Browser vendors have been put on alert this week as security researchers at the Pwn2own competition at the CanSecWest conference in Vancouver successfully exploited Microsoft Internet Explorer 8, Safari, and Firefox. On the mobile side, an iPhone was shown to be exploitable, too.
The Pwn2own event tests fully patched versions of software for vulnerabilities and then rewards researchers with prize money if they're able to demonstrate an exploit. Among the first browsers to fall was Microsoft's Internet Explorer 8 running on Windows 7.
Security researcher Peter Vreugdenhil was able to demonstrate an attack that got around Microsoft's security protections in Windows 7 in order to exploit IE 8. As part of the rules for the Pwn2own event, researchers must keep the specific details of their exploit private so that the contest organizers can hand over the exploit info to the affected vendor.
Vreugdenhil, however, has posted a paper explaining in general terms how he was able to bypass Windows 7 security and exploit IE 8. He noted that he used a two-part exploit in the interest of time, but a one-step exploit might also have been possible.
"I will not (and am not allowed to) give out the exact vulnerabilities that I used in the exploit, but I might disclose them someday when Microsoft has them patched," Vreugdenhil wrote. "Yes, you read that correctly -- them. I used two exploits to get the final code execution on [Windows 7], but that was partly to speed up the exploit."
One of the key aspects of Vreugdenhil's exploit involves getting around Microsoft's DEP (Data Execution Prevention) mechanism, which is intended to provide unauthorized code from running.
"The first part figures out where a certain .DLL file is loaded in the current process, followed by step two that uses the information gathered in step one to trigger an exploit that uses some ret2lib technique to disable DEP for our shellcode and then redirects the program flow to the shellcode," Vreugdenhil stated.

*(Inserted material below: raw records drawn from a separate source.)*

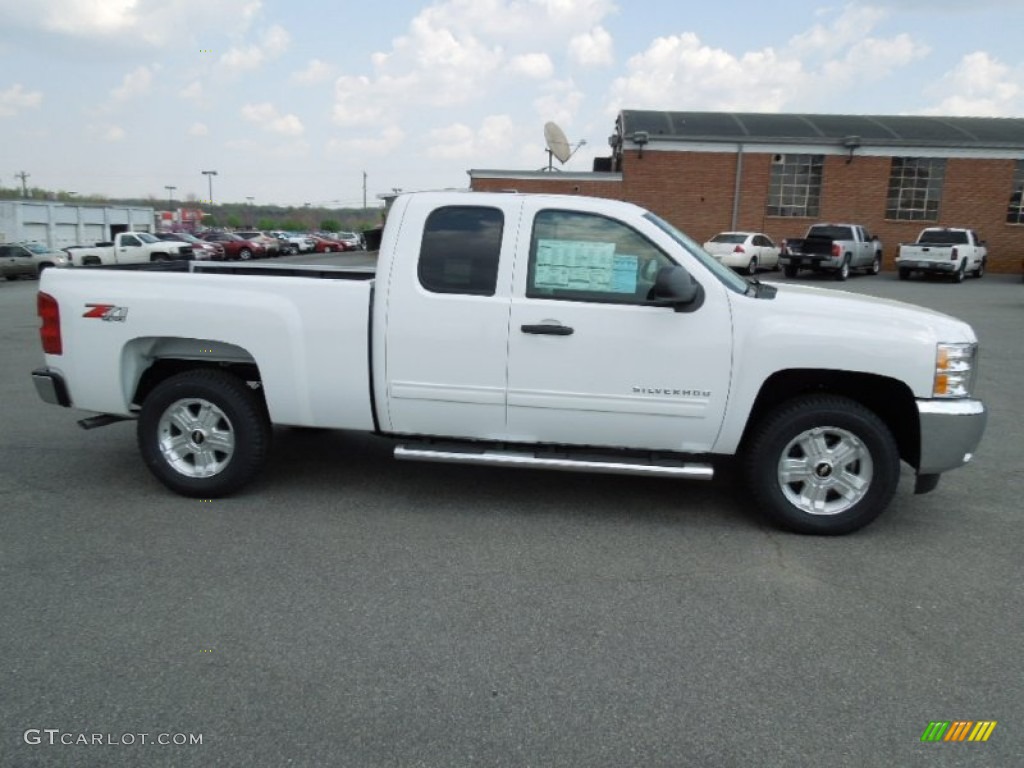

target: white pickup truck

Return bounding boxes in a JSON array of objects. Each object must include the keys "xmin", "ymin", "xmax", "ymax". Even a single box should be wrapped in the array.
[
  {"xmin": 33, "ymin": 191, "xmax": 986, "ymax": 534},
  {"xmin": 778, "ymin": 224, "xmax": 882, "ymax": 281},
  {"xmin": 896, "ymin": 226, "xmax": 988, "ymax": 283},
  {"xmin": 67, "ymin": 232, "xmax": 193, "ymax": 266}
]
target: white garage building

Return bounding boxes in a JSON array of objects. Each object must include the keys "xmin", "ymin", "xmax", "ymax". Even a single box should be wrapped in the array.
[{"xmin": 0, "ymin": 200, "xmax": 156, "ymax": 249}]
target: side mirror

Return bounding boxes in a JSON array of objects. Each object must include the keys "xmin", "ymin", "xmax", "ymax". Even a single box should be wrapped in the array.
[{"xmin": 647, "ymin": 266, "xmax": 703, "ymax": 312}]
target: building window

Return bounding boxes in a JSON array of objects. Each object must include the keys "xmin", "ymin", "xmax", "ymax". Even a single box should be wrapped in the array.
[
  {"xmin": 418, "ymin": 206, "xmax": 505, "ymax": 296},
  {"xmin": 765, "ymin": 155, "xmax": 824, "ymax": 218},
  {"xmin": 1007, "ymin": 160, "xmax": 1024, "ymax": 224},
  {"xmin": 886, "ymin": 158, "xmax": 946, "ymax": 221}
]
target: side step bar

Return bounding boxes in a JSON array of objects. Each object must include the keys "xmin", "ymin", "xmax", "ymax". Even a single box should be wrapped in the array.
[{"xmin": 394, "ymin": 445, "xmax": 715, "ymax": 480}]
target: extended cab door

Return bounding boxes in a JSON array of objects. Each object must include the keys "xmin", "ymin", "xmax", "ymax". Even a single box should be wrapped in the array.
[
  {"xmin": 508, "ymin": 198, "xmax": 732, "ymax": 452},
  {"xmin": 374, "ymin": 194, "xmax": 521, "ymax": 439}
]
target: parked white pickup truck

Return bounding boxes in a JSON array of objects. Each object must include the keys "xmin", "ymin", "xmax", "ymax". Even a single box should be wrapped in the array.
[
  {"xmin": 896, "ymin": 226, "xmax": 988, "ymax": 283},
  {"xmin": 33, "ymin": 191, "xmax": 986, "ymax": 534},
  {"xmin": 67, "ymin": 232, "xmax": 193, "ymax": 266},
  {"xmin": 778, "ymin": 224, "xmax": 882, "ymax": 281}
]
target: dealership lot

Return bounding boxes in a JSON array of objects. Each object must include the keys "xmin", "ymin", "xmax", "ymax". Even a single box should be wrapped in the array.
[{"xmin": 0, "ymin": 266, "xmax": 1024, "ymax": 766}]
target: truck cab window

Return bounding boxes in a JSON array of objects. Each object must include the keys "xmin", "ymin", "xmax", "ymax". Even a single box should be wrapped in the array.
[
  {"xmin": 418, "ymin": 206, "xmax": 505, "ymax": 296},
  {"xmin": 526, "ymin": 210, "xmax": 674, "ymax": 304}
]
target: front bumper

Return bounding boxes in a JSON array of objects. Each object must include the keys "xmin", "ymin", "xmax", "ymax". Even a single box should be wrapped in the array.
[
  {"xmin": 896, "ymin": 259, "xmax": 959, "ymax": 272},
  {"xmin": 918, "ymin": 400, "xmax": 988, "ymax": 475},
  {"xmin": 32, "ymin": 368, "xmax": 71, "ymax": 408}
]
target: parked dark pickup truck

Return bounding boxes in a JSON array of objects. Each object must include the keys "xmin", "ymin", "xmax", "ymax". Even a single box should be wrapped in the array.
[{"xmin": 778, "ymin": 224, "xmax": 882, "ymax": 280}]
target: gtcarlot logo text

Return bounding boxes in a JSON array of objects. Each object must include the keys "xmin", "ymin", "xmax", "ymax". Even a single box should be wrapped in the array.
[{"xmin": 22, "ymin": 728, "xmax": 203, "ymax": 746}]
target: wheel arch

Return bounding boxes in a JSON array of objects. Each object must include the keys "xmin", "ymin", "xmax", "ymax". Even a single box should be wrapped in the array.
[
  {"xmin": 121, "ymin": 337, "xmax": 265, "ymax": 407},
  {"xmin": 739, "ymin": 369, "xmax": 921, "ymax": 468}
]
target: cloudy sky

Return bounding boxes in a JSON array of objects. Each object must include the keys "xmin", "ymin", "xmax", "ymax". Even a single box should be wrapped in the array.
[{"xmin": 0, "ymin": 0, "xmax": 1024, "ymax": 206}]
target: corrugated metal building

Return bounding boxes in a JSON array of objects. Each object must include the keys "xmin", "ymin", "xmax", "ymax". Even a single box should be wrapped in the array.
[
  {"xmin": 469, "ymin": 110, "xmax": 1024, "ymax": 272},
  {"xmin": 0, "ymin": 200, "xmax": 155, "ymax": 249}
]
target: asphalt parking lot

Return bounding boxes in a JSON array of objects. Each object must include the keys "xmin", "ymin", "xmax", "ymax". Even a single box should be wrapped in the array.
[{"xmin": 0, "ymin": 266, "xmax": 1024, "ymax": 768}]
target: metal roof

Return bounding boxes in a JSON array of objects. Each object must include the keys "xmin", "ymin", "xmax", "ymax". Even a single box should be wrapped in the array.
[{"xmin": 618, "ymin": 110, "xmax": 1024, "ymax": 151}]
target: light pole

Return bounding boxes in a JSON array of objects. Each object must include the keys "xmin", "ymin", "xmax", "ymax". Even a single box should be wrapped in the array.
[{"xmin": 203, "ymin": 171, "xmax": 217, "ymax": 208}]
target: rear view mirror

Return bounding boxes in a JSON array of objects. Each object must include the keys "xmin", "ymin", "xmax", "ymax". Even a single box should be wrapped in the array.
[{"xmin": 647, "ymin": 266, "xmax": 703, "ymax": 312}]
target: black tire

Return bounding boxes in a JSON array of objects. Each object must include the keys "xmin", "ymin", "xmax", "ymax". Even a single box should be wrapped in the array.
[
  {"xmin": 836, "ymin": 254, "xmax": 850, "ymax": 283},
  {"xmin": 744, "ymin": 395, "xmax": 900, "ymax": 536},
  {"xmin": 136, "ymin": 370, "xmax": 271, "ymax": 499}
]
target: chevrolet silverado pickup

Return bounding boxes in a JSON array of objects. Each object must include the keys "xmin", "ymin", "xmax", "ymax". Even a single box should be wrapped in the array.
[
  {"xmin": 896, "ymin": 226, "xmax": 988, "ymax": 283},
  {"xmin": 33, "ymin": 191, "xmax": 986, "ymax": 534},
  {"xmin": 65, "ymin": 232, "xmax": 193, "ymax": 266},
  {"xmin": 778, "ymin": 224, "xmax": 882, "ymax": 281}
]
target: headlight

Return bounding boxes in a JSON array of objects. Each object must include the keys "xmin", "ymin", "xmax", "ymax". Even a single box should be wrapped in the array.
[{"xmin": 932, "ymin": 344, "xmax": 978, "ymax": 397}]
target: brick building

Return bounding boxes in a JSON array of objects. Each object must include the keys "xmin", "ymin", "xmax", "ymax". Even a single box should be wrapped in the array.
[{"xmin": 469, "ymin": 111, "xmax": 1024, "ymax": 272}]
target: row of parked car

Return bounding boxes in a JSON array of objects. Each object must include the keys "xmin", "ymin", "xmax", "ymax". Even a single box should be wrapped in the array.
[
  {"xmin": 703, "ymin": 223, "xmax": 988, "ymax": 283},
  {"xmin": 156, "ymin": 229, "xmax": 364, "ymax": 261}
]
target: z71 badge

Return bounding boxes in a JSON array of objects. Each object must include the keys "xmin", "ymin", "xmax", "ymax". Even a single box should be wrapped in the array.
[{"xmin": 82, "ymin": 304, "xmax": 128, "ymax": 323}]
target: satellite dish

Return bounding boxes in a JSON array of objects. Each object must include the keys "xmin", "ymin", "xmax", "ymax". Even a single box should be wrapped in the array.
[{"xmin": 544, "ymin": 123, "xmax": 572, "ymax": 168}]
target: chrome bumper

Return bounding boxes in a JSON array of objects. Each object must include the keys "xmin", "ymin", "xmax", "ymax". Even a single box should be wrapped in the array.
[
  {"xmin": 918, "ymin": 400, "xmax": 988, "ymax": 475},
  {"xmin": 32, "ymin": 368, "xmax": 71, "ymax": 408}
]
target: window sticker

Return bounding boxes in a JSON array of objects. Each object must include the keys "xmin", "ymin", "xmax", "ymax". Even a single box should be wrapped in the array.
[{"xmin": 534, "ymin": 240, "xmax": 639, "ymax": 293}]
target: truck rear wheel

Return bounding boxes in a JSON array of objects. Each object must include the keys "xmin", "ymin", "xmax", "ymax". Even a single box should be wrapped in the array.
[
  {"xmin": 136, "ymin": 370, "xmax": 270, "ymax": 499},
  {"xmin": 745, "ymin": 395, "xmax": 899, "ymax": 536}
]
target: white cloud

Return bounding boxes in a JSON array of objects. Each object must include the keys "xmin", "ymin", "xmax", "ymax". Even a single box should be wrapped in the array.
[
  {"xmin": 924, "ymin": 51, "xmax": 1024, "ymax": 117},
  {"xmin": 219, "ymin": 25, "xmax": 292, "ymax": 75},
  {"xmin": 242, "ymin": 101, "xmax": 305, "ymax": 136},
  {"xmin": 0, "ymin": 0, "xmax": 262, "ymax": 48},
  {"xmin": 0, "ymin": 83, "xmax": 43, "ymax": 118},
  {"xmin": 333, "ymin": 0, "xmax": 615, "ymax": 126},
  {"xmin": 569, "ymin": 27, "xmax": 613, "ymax": 67},
  {"xmin": 606, "ymin": 6, "xmax": 928, "ymax": 114},
  {"xmin": 327, "ymin": 125, "xmax": 406, "ymax": 158},
  {"xmin": 178, "ymin": 80, "xmax": 203, "ymax": 103},
  {"xmin": 292, "ymin": 58, "xmax": 334, "ymax": 85},
  {"xmin": 111, "ymin": 67, "xmax": 153, "ymax": 101},
  {"xmin": 507, "ymin": 53, "xmax": 555, "ymax": 80},
  {"xmin": 427, "ymin": 115, "xmax": 517, "ymax": 163}
]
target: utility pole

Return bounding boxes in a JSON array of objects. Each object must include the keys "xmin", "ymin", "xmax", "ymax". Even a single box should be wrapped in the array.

Vreugdenhil is not the first Pwn2own winner to attack IE8 by way of DEP. In last year's Pwn2own event, a security researcher known only as "Nils" was able to exploit IE 8 by way of a different DEP-bypass approach. (Nils also went on to expose vulnerabilities in all three browsers during the 2009 contest.)
Initially, Microsoft denied that Nils' exploit could affect the production version of IE 8, but the software giant evidently changed its mind a few months later when Microsoft decided to issue a patch for the vulnerability.
This year, though Nils hadn't been the first to exploit IE 8, he was the first to take down Mozilla Firefox and was also able to exploit Apple Safari, despite the fact that both Apple and Mozilla patched their respective browsers ahead of the Pwn2own contest.
On the mobile side, Apple's iPhone was shown to be exploitable by Vincenzo Iozzo and Ralf Philipp Weinmann. Iozzo is no stranger to publicly demonstrating and talking about hacking iPhones at security events including Black Hat. The researchers exploited the fully patched, non-jailbroken iPhone by way of its Safari Web browser.
"They exploited a zero-day Safari vulnerability with a payload which retrieved the text messages from the device," Aaron Portnoy, TippingPoint Security's research team lead, wrote in a blog post highlighting the security contest's results.